Foreign debt that African countries carry bothers me greatly. In a Time Magazine article on Tony Blair and his life and work after the prime ministry, Bono is quoted as saying that Tony Blair was the first world leader he has met who understood that debt cancelation or debt forgiveness was a matter of justice not charity. It’s a powerful statement. Do you understand that?

Imagine it. You’re in a stereotypical country that has achieved liberation from the controlling colonial powers, but they did not leave or acquiesce under the best circumstances. You are now left with a dictator or some totalitarian regime (in President Johnson-Sirleaf’s speech she said “Africa is not poor, just poorly-managed.”). This regime abuses the people, takes money from rich resources and does not use it on the people, fills the pockets of government-military officials, wages wars (usually internal-civil) due to an unborn national identity lost before conceived, some genocidal killing off ethnic groups. And guess who feeds or supports the dictator. Yes, foreign countries, big countries. And none of the money loaned by these corporations, countries, or multinational organization is even benefiting the people.
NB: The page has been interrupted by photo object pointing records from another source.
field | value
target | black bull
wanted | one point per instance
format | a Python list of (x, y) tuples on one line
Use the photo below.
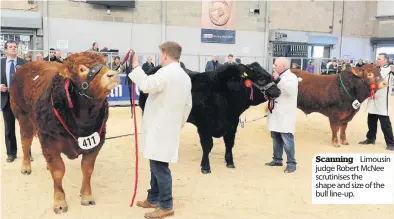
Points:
[(219, 98)]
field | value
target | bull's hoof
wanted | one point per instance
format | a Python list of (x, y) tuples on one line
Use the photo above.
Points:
[(336, 145), (87, 203), (26, 169), (60, 207), (345, 142), (87, 200), (26, 172), (230, 166), (207, 171)]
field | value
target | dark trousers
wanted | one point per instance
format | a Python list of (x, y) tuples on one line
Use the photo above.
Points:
[(161, 185), (385, 124), (283, 141), (9, 128)]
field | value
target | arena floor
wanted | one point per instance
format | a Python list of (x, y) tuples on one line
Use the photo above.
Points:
[(249, 191)]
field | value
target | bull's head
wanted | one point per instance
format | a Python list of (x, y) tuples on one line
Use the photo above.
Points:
[(370, 74), (89, 74), (260, 81)]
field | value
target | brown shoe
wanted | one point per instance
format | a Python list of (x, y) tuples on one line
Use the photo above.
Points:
[(146, 204), (159, 214)]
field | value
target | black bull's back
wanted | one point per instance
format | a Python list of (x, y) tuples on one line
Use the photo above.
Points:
[(219, 98)]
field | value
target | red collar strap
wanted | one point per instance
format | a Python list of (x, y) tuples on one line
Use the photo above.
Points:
[(66, 84)]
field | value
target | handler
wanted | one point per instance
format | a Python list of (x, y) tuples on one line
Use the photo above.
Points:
[(282, 120), (379, 107), (166, 111)]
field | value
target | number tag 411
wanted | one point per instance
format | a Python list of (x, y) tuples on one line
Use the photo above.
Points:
[(89, 142)]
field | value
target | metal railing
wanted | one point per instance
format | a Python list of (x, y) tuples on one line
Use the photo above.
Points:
[(198, 62)]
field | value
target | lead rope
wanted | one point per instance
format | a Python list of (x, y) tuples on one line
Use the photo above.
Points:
[(135, 129), (136, 145)]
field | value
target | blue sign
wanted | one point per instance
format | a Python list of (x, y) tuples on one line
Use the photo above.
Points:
[(218, 36), (120, 95)]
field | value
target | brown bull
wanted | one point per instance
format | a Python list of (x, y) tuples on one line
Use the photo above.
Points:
[(66, 106), (337, 96)]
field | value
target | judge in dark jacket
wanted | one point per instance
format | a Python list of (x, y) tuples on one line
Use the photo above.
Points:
[(148, 65), (9, 64)]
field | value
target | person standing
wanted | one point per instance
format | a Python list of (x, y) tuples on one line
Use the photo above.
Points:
[(212, 64), (148, 65), (282, 120), (166, 111), (8, 68), (378, 108)]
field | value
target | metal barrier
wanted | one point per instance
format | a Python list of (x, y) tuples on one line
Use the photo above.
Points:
[(121, 96), (198, 62)]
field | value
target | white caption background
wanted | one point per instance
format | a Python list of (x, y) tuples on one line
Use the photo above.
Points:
[(335, 174)]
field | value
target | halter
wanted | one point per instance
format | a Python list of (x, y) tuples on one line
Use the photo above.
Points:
[(82, 91), (249, 83), (356, 103), (82, 88)]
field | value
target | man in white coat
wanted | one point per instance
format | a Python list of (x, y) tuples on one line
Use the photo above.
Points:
[(166, 111), (282, 120), (379, 107)]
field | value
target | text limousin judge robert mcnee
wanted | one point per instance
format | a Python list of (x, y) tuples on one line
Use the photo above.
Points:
[(353, 179)]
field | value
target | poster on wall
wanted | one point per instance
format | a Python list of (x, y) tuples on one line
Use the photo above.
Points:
[(218, 19)]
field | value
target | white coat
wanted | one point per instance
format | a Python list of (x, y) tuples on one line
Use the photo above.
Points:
[(283, 116), (380, 104), (166, 110)]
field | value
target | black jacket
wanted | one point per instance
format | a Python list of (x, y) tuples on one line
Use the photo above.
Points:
[(5, 96)]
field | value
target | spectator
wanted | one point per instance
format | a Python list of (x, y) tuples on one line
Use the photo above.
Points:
[(212, 65), (345, 65), (39, 57), (282, 119), (27, 57), (116, 64), (105, 51), (310, 67), (238, 60), (51, 57), (360, 63), (230, 59), (94, 48), (333, 68), (9, 65), (58, 56), (148, 65), (379, 108)]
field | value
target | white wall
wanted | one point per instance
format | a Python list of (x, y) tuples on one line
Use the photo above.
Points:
[(385, 7), (145, 38), (354, 47)]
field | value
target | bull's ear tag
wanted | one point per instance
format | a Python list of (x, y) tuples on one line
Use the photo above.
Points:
[(356, 104), (89, 142)]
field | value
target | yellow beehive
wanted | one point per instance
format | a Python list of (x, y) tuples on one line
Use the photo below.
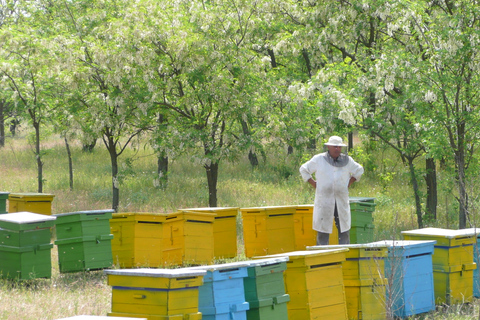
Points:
[(224, 230), (137, 239), (155, 293), (32, 202), (314, 281), (453, 262), (268, 230), (364, 279), (188, 238)]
Then one day, the civil wars end. And then, maybe later or at the same time, the dictatorships end, and you are finally able to have a democratically elected government. Your country has all these issues or problems and you have to address it. But instead of feeding your poor, providing better health infrastructure and trained personnel and medicines, instead of housing the homeless in your country (not to mention fighting pestilence in your country or creating access to clean water, etc.), you as president must pay interest on outstanding national debts accrued under the reign of a dictator benefi0ting only him and friends and those around him. Is that fair? Forget about fairness because it has a connotation. Is it just? This is normally what happens. You cannot address the needs of your people because you have to pay interest payments, minimum payments or installments on a loan that you can never repay anyway. It’s ridiculous. And there are many examples including Nigeria, Sierra Leone, and Liberia. That was one of the issues that President Johnson-Sirleaf had to face as she could not pay for everything she must including promised pensions to ex-soldiers while she was under the weight of this crippling debt. It really isn’t charity. And it reminds me of war as well. Outside of tribal, civil wars, many wars (like the debt situations over here) are not due to issues between peoples but due to issues between leaders or a few people. Yet those leaders or people are not the ones who must fight. The peoples do the fighting for the leaders or few people with the issues. And that’s the situation with the debt. People are paying for mistakes over others and the justification for lending to such militaristic regimes and dictatorships is questioned by many.